AGW Defeat
My friend George Rebane has been asking for a AGW Skeptics Score Card. He wants to know when have skeptical efforts had a legislative impact, or changed the public attitude about human caused global warming, often referred to as anthropogenic global warming. I will link to Wins and Loses. However, this is a huge undertaking and I will be counting readers to report on all those that I missed. (Beta Design)
Wins: Legislature, Executive, or Agency takes an action to removed or diminish regulation of human CO2 emissions. Polls that show a decline in concern for global warming by citizens in the United States.
Loses: Legislature, Executive, or Agency takes an action to increase regulation of human CO2 emissions. A poll that shows an increase concern for global warming in the United States.
Wins: (3)
1. Prof. Pielke Jr.: IPCC Lead Author Chris Field Misleads U.S. Congress: ‘What Field says IPCC says is blantantly wrong, often 180 degrees wrong’ Read the Full Article . This analysis was read into the Congressional Record by Senator Inhofe.

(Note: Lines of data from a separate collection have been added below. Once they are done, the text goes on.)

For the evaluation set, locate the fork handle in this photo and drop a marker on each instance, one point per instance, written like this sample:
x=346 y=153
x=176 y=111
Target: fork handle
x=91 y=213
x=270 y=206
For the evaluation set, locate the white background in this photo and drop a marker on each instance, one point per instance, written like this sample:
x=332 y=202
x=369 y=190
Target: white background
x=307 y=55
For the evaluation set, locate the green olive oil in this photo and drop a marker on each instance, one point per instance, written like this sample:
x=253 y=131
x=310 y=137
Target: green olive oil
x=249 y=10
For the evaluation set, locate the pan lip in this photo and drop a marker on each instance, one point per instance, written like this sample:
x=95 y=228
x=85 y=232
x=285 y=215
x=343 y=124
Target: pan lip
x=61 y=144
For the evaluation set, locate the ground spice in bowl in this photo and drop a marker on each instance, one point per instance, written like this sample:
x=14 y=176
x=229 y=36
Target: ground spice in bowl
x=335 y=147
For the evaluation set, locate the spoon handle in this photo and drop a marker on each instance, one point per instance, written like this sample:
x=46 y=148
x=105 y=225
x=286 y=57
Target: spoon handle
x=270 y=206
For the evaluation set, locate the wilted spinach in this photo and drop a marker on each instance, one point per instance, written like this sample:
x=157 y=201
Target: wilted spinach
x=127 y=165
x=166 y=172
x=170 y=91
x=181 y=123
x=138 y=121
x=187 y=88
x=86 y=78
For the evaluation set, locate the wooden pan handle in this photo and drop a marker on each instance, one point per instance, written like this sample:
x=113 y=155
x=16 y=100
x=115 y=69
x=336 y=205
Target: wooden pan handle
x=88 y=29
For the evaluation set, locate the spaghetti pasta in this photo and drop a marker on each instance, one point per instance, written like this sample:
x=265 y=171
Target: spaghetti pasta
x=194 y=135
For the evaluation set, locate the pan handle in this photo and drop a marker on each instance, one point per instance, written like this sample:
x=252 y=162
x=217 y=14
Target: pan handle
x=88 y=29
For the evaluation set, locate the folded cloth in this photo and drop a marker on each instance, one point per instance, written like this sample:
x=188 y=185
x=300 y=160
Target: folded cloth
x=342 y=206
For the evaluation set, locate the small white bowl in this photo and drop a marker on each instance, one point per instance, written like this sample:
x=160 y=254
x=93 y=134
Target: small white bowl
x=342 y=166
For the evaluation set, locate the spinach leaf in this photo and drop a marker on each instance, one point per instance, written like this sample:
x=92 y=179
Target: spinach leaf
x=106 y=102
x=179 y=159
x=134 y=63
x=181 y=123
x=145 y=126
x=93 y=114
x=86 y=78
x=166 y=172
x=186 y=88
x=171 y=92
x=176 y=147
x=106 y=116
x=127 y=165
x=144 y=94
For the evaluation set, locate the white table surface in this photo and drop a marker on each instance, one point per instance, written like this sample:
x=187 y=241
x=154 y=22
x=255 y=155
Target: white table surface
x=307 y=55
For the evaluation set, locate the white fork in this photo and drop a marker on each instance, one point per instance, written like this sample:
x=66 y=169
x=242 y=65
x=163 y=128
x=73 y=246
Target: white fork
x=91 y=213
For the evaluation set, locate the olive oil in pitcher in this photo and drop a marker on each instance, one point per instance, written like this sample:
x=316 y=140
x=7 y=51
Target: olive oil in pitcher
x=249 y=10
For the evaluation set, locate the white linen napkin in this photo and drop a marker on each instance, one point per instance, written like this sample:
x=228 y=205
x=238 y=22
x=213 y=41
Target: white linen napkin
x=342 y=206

2. The US National Oceanic and Atmospheric Administration recently had its climate change-related research budget slashed by a fifth.
3. Climate RIP as political issue?! First time climate ignored in debates since 1984 – Obama in ‘climate denial’ Climate Depot’s Morano: ‘Global warming activists are justifiably outraged by Obama’s climate silence…What happened? How did climate change get reduced to a comedic punch line in 2012? The answer is clear. The man-made global warming fear movement never overcame having a partisan figure like Al Gore being its public face and suffered from having the scandal ridden and distrusted UN IPCC as the source of its science’
Loses
1)
Seven in 10 Californians favor the state law to reduce emissions to 1990 levels, but the partisan gap has grown sharply since 2006.Public Policy Institute of California finds that 70% of all California residence believe in humans caused global warming and in AB-32 CO2 reduction efforts.
- Many Californians (57%) are unaware of the state’s new cap-and-trade system, but a slim majority support it.